Let $\mathcal{F}$ be a collection of subsets of $\{1,2,\ldots,n\}$ such that for any set $A\in\mathcal{F}$, there exists $B\not\in \mathcal{F}$ such that $A\subset B\subseteq\{1,2,\ldots,n\}$ and $|B|=|A|+1$. What is the maximum size of $\mathcal{F}$?
One bound is that $\mathcal{F}$ can be of size at least $2^{n-1}$. Indeed, if $n$ is even, put all subsets of odd size in $\mathcal{F}$ (and vice versa if $n$ is odd.) And of course $\mathcal{F}$ is of size no more than $2^n$, the number of subsets of $\{1,2,\ldots,n\}$.
Any better upper/lower bounds?
My guess for the correct answer is $(1-\Theta(1/n)) 2^n$, though I can't quite show that.
Here is a probabilistic construction that gives $(1-O(\log n/n))2^n$. The $\log n$ can probably be removed. Let $0 \leq w < n$. Choose some probability $p$, and put each $x \in \binom{n}{w+1}$ in a set $S_{w+1}$ with probability $p$. The probability that some $y \in \binom{n}{w}$ doesn't get covered by some set in $S_{w+1}$ is $(1-p)^{n-w}$, and we put all these into some set $T_w$. We will later throw away both $S_{w+1}$ and $T_w$. The expected size of both sets together is $p\binom{n}{w+1} + (1-p)^{n-w} \binom{n}{w}$, and there is some choice achieving this. Choosing $p = \log(n-w)/(n-w)$, we get $(1-p)^{n-w} \approx 1/(n-w) < p$. When $w \leq (1-\epsilon) n$ (for some arbitrary constant $0 < \epsilon < 1/2$), $p \leq \log n/(\epsilon n)$. Hence by taking all sets of weight at most $(1-\epsilon) n$ and removing all $T_w$ and $S_{w+1}$, we get a set satisfying your property whose density is $1-\log n/(\epsilon n)$. (The total weight of sets of weight more than $(1-\epsilon) n$ is exponentially small.)
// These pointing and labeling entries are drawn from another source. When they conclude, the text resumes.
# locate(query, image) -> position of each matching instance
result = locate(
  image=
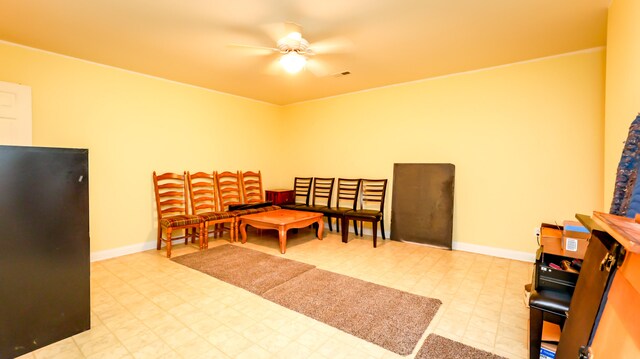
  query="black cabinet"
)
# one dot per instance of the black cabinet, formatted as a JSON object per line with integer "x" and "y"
{"x": 44, "y": 247}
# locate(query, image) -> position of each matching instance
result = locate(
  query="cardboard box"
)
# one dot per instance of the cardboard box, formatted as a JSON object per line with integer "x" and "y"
{"x": 551, "y": 239}
{"x": 548, "y": 351}
{"x": 550, "y": 332}
{"x": 575, "y": 239}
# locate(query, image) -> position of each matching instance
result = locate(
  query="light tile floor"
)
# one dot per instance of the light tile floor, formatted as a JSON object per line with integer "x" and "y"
{"x": 146, "y": 306}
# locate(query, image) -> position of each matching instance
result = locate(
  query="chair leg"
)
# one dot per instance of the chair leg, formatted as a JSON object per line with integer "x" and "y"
{"x": 375, "y": 234}
{"x": 204, "y": 231}
{"x": 168, "y": 242}
{"x": 535, "y": 332}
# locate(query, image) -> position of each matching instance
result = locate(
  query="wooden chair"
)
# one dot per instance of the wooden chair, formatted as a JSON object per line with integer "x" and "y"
{"x": 229, "y": 193}
{"x": 371, "y": 207}
{"x": 346, "y": 200}
{"x": 171, "y": 203}
{"x": 204, "y": 203}
{"x": 252, "y": 187}
{"x": 322, "y": 193}
{"x": 228, "y": 185}
{"x": 302, "y": 188}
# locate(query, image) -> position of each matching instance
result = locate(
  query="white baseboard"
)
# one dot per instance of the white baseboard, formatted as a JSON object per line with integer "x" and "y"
{"x": 494, "y": 251}
{"x": 458, "y": 246}
{"x": 122, "y": 251}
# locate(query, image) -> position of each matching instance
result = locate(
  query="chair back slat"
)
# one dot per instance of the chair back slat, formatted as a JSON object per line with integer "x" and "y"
{"x": 348, "y": 190}
{"x": 302, "y": 189}
{"x": 202, "y": 192}
{"x": 252, "y": 187}
{"x": 228, "y": 187}
{"x": 322, "y": 191}
{"x": 373, "y": 193}
{"x": 171, "y": 194}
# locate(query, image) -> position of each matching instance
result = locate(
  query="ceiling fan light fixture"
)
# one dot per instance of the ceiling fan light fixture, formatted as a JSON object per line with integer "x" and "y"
{"x": 292, "y": 62}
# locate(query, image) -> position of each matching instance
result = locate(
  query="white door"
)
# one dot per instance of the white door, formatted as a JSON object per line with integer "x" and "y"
{"x": 15, "y": 114}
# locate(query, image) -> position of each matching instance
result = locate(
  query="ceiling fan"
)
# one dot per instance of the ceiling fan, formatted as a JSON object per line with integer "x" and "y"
{"x": 295, "y": 51}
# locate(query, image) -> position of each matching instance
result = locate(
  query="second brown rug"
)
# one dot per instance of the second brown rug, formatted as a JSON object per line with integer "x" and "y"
{"x": 254, "y": 271}
{"x": 390, "y": 318}
{"x": 437, "y": 347}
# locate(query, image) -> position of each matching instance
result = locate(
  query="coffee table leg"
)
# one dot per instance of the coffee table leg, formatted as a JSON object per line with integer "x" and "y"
{"x": 282, "y": 233}
{"x": 243, "y": 231}
{"x": 345, "y": 229}
{"x": 320, "y": 228}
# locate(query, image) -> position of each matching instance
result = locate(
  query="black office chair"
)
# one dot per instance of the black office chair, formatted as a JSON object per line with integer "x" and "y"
{"x": 545, "y": 304}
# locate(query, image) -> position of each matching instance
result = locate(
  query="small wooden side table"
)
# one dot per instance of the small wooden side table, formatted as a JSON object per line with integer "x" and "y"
{"x": 280, "y": 196}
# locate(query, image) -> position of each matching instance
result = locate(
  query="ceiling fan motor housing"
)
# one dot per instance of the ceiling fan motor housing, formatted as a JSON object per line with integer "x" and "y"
{"x": 292, "y": 43}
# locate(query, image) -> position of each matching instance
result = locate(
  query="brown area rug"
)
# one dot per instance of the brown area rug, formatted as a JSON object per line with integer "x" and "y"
{"x": 437, "y": 347}
{"x": 390, "y": 318}
{"x": 254, "y": 271}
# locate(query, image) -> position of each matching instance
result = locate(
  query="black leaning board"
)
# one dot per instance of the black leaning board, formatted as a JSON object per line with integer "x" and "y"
{"x": 422, "y": 206}
{"x": 44, "y": 236}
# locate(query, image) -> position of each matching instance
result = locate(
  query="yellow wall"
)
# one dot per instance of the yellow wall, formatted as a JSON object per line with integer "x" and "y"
{"x": 622, "y": 86}
{"x": 133, "y": 125}
{"x": 526, "y": 140}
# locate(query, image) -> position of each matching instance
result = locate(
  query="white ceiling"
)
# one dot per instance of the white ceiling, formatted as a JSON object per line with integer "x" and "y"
{"x": 391, "y": 41}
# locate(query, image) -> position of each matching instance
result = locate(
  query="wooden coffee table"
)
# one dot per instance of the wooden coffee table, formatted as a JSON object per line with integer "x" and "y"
{"x": 281, "y": 220}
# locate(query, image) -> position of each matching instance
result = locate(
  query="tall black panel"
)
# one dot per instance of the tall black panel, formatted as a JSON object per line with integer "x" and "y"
{"x": 422, "y": 207}
{"x": 44, "y": 247}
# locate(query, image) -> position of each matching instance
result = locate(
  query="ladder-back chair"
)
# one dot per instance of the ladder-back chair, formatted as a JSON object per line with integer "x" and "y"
{"x": 171, "y": 203}
{"x": 252, "y": 187}
{"x": 371, "y": 206}
{"x": 204, "y": 203}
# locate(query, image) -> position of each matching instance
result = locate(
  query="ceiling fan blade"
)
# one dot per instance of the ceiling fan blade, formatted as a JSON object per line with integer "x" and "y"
{"x": 290, "y": 27}
{"x": 256, "y": 50}
{"x": 318, "y": 68}
{"x": 332, "y": 45}
{"x": 273, "y": 68}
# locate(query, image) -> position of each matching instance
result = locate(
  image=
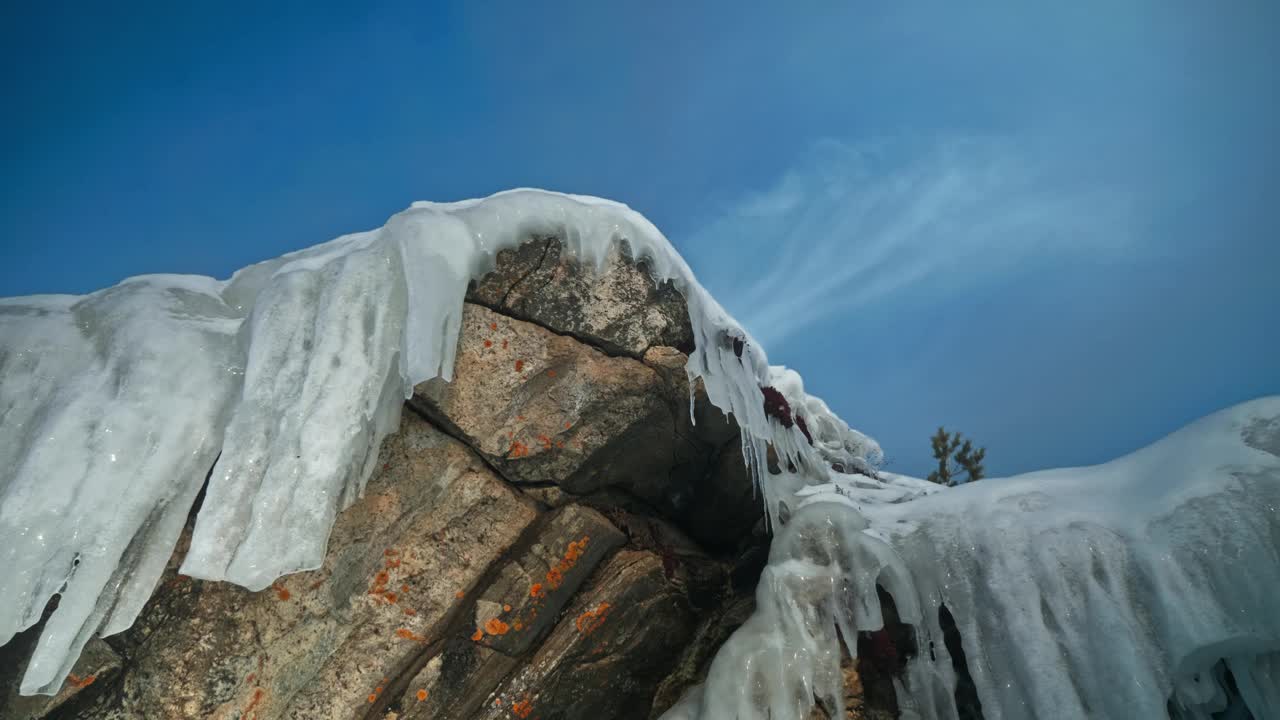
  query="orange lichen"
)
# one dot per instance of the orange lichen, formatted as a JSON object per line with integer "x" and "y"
{"x": 554, "y": 578}
{"x": 72, "y": 678}
{"x": 592, "y": 620}
{"x": 405, "y": 633}
{"x": 252, "y": 702}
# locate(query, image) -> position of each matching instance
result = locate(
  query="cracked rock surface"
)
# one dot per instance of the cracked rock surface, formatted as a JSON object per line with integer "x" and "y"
{"x": 548, "y": 536}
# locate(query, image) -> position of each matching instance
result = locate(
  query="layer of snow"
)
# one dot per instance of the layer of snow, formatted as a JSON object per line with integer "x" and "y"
{"x": 289, "y": 374}
{"x": 1086, "y": 592}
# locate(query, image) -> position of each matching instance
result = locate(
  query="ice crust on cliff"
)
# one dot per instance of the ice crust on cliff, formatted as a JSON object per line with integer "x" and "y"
{"x": 115, "y": 405}
{"x": 1087, "y": 592}
{"x": 1098, "y": 591}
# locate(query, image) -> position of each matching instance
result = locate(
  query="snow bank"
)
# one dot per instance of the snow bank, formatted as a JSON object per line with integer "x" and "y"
{"x": 1086, "y": 592}
{"x": 289, "y": 374}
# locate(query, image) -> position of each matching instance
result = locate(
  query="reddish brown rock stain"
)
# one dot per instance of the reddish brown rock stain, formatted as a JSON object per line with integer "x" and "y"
{"x": 405, "y": 633}
{"x": 592, "y": 620}
{"x": 254, "y": 701}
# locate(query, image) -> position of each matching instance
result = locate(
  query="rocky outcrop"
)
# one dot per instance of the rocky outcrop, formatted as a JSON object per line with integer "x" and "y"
{"x": 551, "y": 534}
{"x": 618, "y": 308}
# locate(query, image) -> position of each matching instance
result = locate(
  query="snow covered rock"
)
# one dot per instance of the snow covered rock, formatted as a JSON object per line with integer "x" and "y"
{"x": 1116, "y": 591}
{"x": 444, "y": 545}
{"x": 547, "y": 409}
{"x": 621, "y": 308}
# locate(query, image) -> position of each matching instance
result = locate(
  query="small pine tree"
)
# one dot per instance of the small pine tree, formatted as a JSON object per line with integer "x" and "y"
{"x": 968, "y": 461}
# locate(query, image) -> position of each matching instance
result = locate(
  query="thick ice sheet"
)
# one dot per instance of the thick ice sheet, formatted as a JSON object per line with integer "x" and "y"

In order to remove the $\log n$, we can try to intelligently choose $S_{w+1}$. The calculation below shows that in order to obtain $T_w = \emptyset$ we need $|S_{w+1}| \geq 1/(n-w) \binom{n}{w+1}$, and I imagine that there is a construction almost achieving this. Such a construction would give a family of size $(1-O(1/n))2^n$.
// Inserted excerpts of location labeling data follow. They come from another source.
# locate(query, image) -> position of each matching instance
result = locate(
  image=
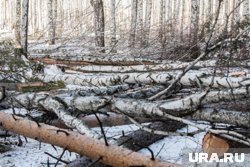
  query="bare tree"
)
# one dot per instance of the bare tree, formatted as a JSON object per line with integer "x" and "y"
{"x": 133, "y": 23}
{"x": 99, "y": 24}
{"x": 51, "y": 23}
{"x": 113, "y": 26}
{"x": 147, "y": 21}
{"x": 182, "y": 19}
{"x": 194, "y": 27}
{"x": 24, "y": 32}
{"x": 246, "y": 10}
{"x": 18, "y": 24}
{"x": 162, "y": 32}
{"x": 54, "y": 18}
{"x": 140, "y": 22}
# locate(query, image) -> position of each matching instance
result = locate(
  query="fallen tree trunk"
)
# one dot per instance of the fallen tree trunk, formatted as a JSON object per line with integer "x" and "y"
{"x": 93, "y": 60}
{"x": 135, "y": 141}
{"x": 139, "y": 108}
{"x": 223, "y": 116}
{"x": 177, "y": 65}
{"x": 74, "y": 142}
{"x": 192, "y": 78}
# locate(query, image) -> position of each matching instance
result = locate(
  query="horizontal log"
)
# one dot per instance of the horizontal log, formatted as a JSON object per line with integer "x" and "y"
{"x": 142, "y": 108}
{"x": 91, "y": 60}
{"x": 24, "y": 86}
{"x": 241, "y": 119}
{"x": 72, "y": 141}
{"x": 191, "y": 78}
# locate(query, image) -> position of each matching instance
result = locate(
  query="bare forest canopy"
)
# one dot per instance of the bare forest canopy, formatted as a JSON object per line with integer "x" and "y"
{"x": 75, "y": 17}
{"x": 73, "y": 66}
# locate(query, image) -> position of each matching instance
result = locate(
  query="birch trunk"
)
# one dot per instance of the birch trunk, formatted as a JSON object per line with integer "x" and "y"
{"x": 162, "y": 32}
{"x": 194, "y": 28}
{"x": 133, "y": 23}
{"x": 18, "y": 24}
{"x": 113, "y": 26}
{"x": 140, "y": 29}
{"x": 24, "y": 32}
{"x": 99, "y": 24}
{"x": 139, "y": 108}
{"x": 72, "y": 141}
{"x": 51, "y": 36}
{"x": 147, "y": 24}
{"x": 246, "y": 11}
{"x": 54, "y": 18}
{"x": 192, "y": 78}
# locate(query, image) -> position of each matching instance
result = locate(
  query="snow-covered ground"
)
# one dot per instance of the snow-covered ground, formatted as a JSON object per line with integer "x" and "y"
{"x": 173, "y": 149}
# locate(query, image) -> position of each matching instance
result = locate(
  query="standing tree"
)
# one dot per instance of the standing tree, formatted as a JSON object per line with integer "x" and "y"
{"x": 133, "y": 23}
{"x": 51, "y": 23}
{"x": 182, "y": 19}
{"x": 140, "y": 22}
{"x": 99, "y": 24}
{"x": 18, "y": 49}
{"x": 162, "y": 32}
{"x": 113, "y": 26}
{"x": 147, "y": 21}
{"x": 24, "y": 32}
{"x": 194, "y": 28}
{"x": 54, "y": 18}
{"x": 246, "y": 10}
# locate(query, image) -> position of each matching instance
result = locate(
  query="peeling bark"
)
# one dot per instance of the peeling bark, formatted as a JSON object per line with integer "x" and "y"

Here is an upper bound of $(1-\Omega(1/n))2^n$. Given a family $\mathcal{F}$, let $S_w = \mathcal{F} \cap \binom{n}{w}$ belongs to the family. Since each set in $\binom{n}{w+1}$ covers at most $w+1$ sets in $S_w$, at least $|S_w|/(w+1)$ sets must be omitted from the family. If $|S_w| = \alpha \binom{n}{w}$ then $$ \frac{|S_w|}{w+1} = \frac{\alpha}{n-w} \binom{n}{w+1}. $$ Hence for $w < (1-\epsilon)n$ (for some arbitrary constant $0 < \epsilon < 1/2$), either $|S_w| < (1/2) \binom{n}{w}$ or $|S_{w+1}| < (1-1/(2\epsilon n)) \binom{n}{w+1}$ (we could choose a better cutoff instead of $1/2$ to get better constants). In total, again using the fact that large sets are an exponentially small fraction of all sets, we get that $|\mathcal{F}| \leq (1-\Omega(1/n))2^n$.